Ia melanjutkan kedurhakaannya. Ia berkata kepada Allah:
فَأَنْظِرْنِي إِلَى يَوْمِ يُبْعَثُونَ
“Berilah penangguhan kepadaku sampai hari mereka dibangkitkan!” (QS. Al-Hijr: 36).
Ia ingin membalas dendam kepada Adam.
Dan ia juga berkata:
بِمَا أَغْوَيْتَنِي لَأُزَيِّنَنَّ لَهُمْ فِي الْأَرْضِ وَلَأُغْوِيَنَّهُمْ أَجْمَعِينَ
“Karena Engkau telah menyesatkanku, maka sungguh, akan kujadikan kemaksiatan terasa indah bagi mereka di bumi, dan akan kusesatkan mereka semuanya.” (QS. Al-Hijr: 39)
Ia melanjutkan kedurhakaannya dengan menuduh Tuhannya telah menyesatkannya!

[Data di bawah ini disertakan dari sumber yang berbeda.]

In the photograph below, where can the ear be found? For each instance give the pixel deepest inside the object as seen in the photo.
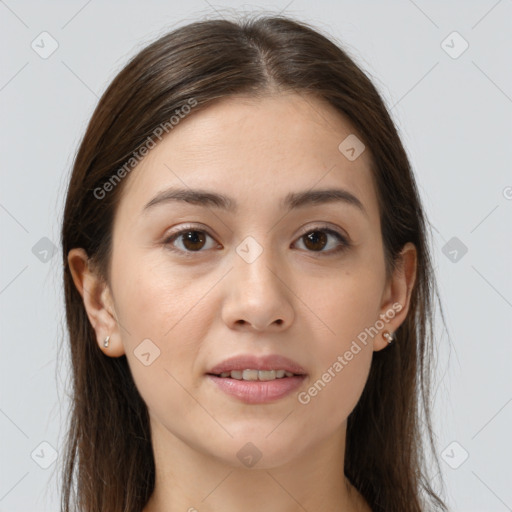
(397, 294)
(98, 302)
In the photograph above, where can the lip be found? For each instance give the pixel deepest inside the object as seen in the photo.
(251, 362)
(258, 392)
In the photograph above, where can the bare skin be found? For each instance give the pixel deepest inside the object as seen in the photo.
(304, 301)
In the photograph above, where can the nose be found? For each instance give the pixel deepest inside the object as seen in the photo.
(257, 296)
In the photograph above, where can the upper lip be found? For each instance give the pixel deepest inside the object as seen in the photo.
(251, 362)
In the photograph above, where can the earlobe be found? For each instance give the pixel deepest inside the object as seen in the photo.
(97, 301)
(397, 296)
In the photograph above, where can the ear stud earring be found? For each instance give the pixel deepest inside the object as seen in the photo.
(388, 336)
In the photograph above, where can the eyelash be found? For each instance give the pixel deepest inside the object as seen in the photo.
(344, 244)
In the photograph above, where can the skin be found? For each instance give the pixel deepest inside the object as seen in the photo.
(203, 309)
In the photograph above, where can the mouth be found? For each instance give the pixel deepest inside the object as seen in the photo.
(256, 375)
(256, 386)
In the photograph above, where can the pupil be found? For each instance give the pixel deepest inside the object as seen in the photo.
(312, 240)
(191, 238)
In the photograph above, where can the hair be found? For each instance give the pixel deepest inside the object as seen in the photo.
(108, 450)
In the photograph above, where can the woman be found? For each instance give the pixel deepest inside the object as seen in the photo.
(248, 284)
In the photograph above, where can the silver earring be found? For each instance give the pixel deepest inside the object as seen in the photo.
(388, 336)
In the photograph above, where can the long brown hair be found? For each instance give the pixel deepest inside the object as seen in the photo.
(108, 463)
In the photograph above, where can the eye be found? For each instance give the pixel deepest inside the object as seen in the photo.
(190, 240)
(317, 239)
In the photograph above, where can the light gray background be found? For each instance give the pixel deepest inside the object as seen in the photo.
(455, 118)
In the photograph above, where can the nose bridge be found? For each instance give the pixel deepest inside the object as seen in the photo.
(257, 294)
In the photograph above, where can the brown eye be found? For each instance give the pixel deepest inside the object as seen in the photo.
(193, 240)
(190, 240)
(316, 240)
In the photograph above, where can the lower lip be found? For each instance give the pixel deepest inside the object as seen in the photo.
(256, 391)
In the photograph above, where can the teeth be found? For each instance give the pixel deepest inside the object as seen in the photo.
(256, 374)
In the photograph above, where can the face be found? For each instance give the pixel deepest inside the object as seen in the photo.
(278, 272)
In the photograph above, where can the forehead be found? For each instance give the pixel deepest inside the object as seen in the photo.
(254, 147)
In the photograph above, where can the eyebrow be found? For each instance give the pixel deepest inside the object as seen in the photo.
(291, 201)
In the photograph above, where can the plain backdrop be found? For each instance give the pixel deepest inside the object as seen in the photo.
(444, 71)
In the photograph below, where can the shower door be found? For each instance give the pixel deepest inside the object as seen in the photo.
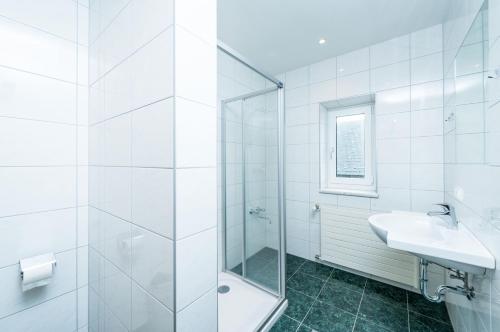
(251, 149)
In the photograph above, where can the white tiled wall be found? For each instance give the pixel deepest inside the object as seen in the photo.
(152, 175)
(43, 161)
(405, 74)
(471, 179)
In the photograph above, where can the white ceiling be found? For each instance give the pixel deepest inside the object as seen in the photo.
(279, 35)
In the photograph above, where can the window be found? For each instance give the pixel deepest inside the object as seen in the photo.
(347, 150)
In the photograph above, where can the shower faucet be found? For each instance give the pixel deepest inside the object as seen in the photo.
(256, 210)
(448, 211)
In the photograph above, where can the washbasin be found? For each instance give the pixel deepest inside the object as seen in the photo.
(431, 238)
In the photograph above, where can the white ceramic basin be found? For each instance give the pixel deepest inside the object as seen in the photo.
(431, 238)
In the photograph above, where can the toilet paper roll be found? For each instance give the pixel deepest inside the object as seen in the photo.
(37, 271)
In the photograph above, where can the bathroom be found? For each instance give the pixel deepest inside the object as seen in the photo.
(203, 165)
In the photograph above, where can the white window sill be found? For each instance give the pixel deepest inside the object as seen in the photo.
(347, 192)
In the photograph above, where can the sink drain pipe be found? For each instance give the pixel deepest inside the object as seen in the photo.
(441, 290)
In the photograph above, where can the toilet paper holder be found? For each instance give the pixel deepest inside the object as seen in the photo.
(37, 271)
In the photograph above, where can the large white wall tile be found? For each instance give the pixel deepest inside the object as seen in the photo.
(152, 264)
(196, 266)
(196, 134)
(427, 177)
(323, 91)
(30, 189)
(58, 314)
(83, 306)
(195, 62)
(118, 302)
(153, 199)
(427, 95)
(297, 78)
(148, 314)
(35, 143)
(200, 315)
(427, 149)
(199, 17)
(353, 85)
(45, 232)
(427, 41)
(195, 187)
(117, 192)
(36, 97)
(353, 62)
(396, 176)
(393, 150)
(82, 266)
(389, 52)
(35, 51)
(427, 122)
(323, 71)
(427, 68)
(391, 76)
(393, 125)
(392, 101)
(153, 134)
(58, 17)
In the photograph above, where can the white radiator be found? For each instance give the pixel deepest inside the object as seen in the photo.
(347, 240)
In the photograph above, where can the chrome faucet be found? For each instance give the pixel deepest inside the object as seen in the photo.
(448, 211)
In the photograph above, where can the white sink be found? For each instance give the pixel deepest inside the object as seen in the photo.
(430, 238)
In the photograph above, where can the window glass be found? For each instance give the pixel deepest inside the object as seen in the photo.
(350, 146)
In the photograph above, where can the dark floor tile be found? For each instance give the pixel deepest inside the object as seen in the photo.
(316, 269)
(386, 293)
(340, 297)
(419, 323)
(298, 304)
(326, 318)
(285, 324)
(347, 280)
(391, 317)
(256, 262)
(306, 284)
(268, 253)
(304, 328)
(292, 264)
(417, 303)
(363, 325)
(262, 278)
(238, 269)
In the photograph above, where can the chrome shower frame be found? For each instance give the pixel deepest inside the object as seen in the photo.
(279, 88)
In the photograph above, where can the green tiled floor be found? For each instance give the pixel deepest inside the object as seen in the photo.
(324, 299)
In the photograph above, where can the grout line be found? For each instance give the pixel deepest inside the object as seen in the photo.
(296, 270)
(408, 311)
(359, 306)
(39, 303)
(315, 300)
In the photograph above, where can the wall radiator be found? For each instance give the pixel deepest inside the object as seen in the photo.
(347, 240)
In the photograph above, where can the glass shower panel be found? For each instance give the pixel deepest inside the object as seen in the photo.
(261, 221)
(233, 178)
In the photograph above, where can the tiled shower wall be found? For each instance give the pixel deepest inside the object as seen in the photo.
(405, 74)
(153, 212)
(43, 161)
(472, 52)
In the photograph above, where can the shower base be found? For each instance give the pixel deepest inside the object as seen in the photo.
(244, 307)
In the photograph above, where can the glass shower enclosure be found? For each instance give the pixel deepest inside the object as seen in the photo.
(253, 241)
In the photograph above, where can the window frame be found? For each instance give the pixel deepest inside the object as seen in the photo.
(330, 182)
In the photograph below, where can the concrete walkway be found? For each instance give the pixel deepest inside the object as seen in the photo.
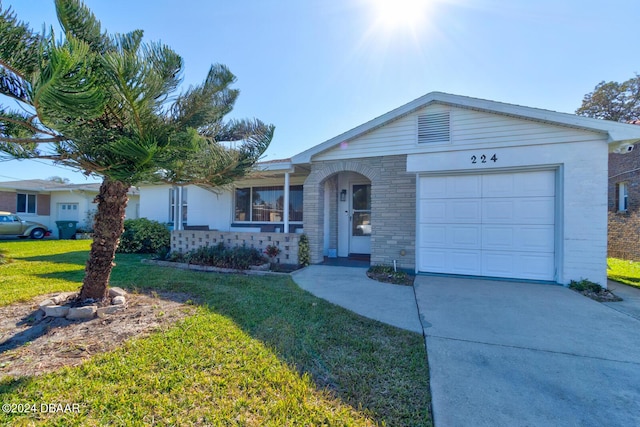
(522, 354)
(630, 303)
(349, 287)
(506, 353)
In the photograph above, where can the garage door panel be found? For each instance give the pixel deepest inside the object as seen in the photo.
(433, 260)
(518, 265)
(464, 186)
(434, 187)
(433, 211)
(538, 183)
(464, 236)
(464, 211)
(433, 235)
(518, 210)
(465, 262)
(498, 264)
(498, 211)
(450, 236)
(450, 261)
(499, 225)
(524, 238)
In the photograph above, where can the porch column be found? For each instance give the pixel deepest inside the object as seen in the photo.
(178, 207)
(285, 211)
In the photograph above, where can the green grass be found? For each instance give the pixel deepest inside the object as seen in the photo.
(259, 351)
(624, 271)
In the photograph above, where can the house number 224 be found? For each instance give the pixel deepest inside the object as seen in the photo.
(483, 159)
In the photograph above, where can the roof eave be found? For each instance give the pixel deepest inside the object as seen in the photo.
(618, 134)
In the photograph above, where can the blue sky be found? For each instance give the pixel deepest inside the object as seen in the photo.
(317, 68)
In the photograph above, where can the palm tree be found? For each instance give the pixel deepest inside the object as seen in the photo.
(108, 105)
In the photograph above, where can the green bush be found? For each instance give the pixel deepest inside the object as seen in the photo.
(144, 236)
(239, 258)
(585, 285)
(304, 257)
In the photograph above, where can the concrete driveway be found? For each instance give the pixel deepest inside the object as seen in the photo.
(521, 354)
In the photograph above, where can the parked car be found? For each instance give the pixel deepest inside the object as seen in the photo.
(13, 225)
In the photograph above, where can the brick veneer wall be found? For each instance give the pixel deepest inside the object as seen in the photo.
(624, 227)
(186, 240)
(393, 207)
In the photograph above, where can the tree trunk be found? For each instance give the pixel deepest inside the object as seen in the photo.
(108, 226)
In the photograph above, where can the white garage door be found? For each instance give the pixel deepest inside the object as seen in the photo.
(498, 225)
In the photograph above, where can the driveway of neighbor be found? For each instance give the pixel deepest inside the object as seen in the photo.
(521, 354)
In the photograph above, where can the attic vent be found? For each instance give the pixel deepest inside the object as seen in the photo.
(434, 127)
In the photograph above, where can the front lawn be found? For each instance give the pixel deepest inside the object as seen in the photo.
(624, 271)
(259, 351)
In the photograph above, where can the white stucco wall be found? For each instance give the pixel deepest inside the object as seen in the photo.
(154, 202)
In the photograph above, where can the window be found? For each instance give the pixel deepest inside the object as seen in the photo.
(623, 197)
(26, 203)
(434, 128)
(175, 194)
(266, 204)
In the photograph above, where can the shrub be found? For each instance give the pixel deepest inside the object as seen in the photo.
(304, 256)
(585, 285)
(272, 251)
(144, 236)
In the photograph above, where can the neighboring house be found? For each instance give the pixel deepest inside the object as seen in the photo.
(624, 204)
(444, 184)
(47, 202)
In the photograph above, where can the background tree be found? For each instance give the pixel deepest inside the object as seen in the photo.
(619, 102)
(107, 105)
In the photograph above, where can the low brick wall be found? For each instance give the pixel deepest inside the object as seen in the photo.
(187, 240)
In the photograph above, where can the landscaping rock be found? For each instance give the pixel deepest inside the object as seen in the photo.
(63, 297)
(46, 303)
(55, 311)
(82, 313)
(103, 311)
(117, 292)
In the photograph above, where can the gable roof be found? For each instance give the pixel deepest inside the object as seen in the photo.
(618, 134)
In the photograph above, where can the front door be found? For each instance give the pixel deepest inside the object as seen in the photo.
(360, 234)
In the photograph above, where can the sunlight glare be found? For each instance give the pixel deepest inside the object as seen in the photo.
(398, 14)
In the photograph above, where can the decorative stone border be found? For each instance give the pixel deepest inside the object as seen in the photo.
(61, 305)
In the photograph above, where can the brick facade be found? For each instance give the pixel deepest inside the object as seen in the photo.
(624, 227)
(186, 240)
(393, 207)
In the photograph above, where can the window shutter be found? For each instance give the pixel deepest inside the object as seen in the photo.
(434, 128)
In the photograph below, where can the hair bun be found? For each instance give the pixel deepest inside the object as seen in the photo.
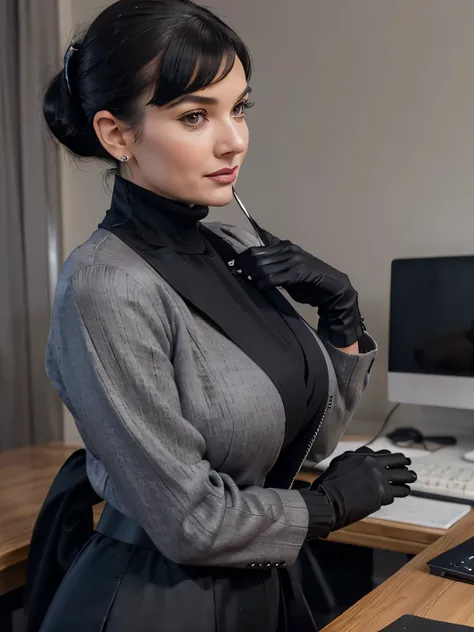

Selain itu, sudah salah, ia juga mengajak orang lain agar salah seperti dirinya. Maka, makin bertumpuklah kesalahannya!
Berarti, kesalahan Iblis dimulai ketika ia hasad kepada Adam. Kemudian hasad mendorongnya untuk takabur yakni merasa diri lebih mulia daripada Adam. Lalu sikap takabur mendorongnya untuk enggan memenuhi perintah Allah agar bersujud kepada Adam.
Kemudian setelah Allah melaknat dan mengusirnya dari surga, ia tidak segera bertobat. Ia malah berputus asa dan menaruh dendam kepada Adam. Bahkan, ia menuduh Allah telah berbuat zalim kepadanya dengan menyesatkannya. Selain itu, yang membuat kesalahannya makin parah yaitu ia mengajak selain dirinya agar berbuat salah seperti dirinya.
Siberut, 13 Jumada Al-Ulaa 1445
Abu Yahya Adiya
Sumber:
1. Adhwa Al-Bayaan Fii Iidhaah Al-Quran bi Al-Quran karya Muhammad Al-Amin Asy-Syinqithi.
2. Al-Fawaatih Al-Ilahiyyah wa Al-Mafaatih Al-Ghaibiyyah Al-Muwadhdhihah Li Al-Kalim Al-Quraniyyah wa Al-Hikam Al-Furqaniyyah karya An-Nakhjuwaani.
3. Qishshatu Adam ‘Alaihissalaam Fii Al-Quran Al-Kariim Dirasah Maudhu’iyyah karya Lathifah Taisiir Mahmud Mahaamiid.
4. Taisiir Al-Kariim Ar-Rahmaan Fii Tafsiir Kalaam Al-Mannaan karya ‘Abdurrahman As-Sa’di.
5. Tafsiir Al-Maraghi karya Ahmad Al-Maraghi.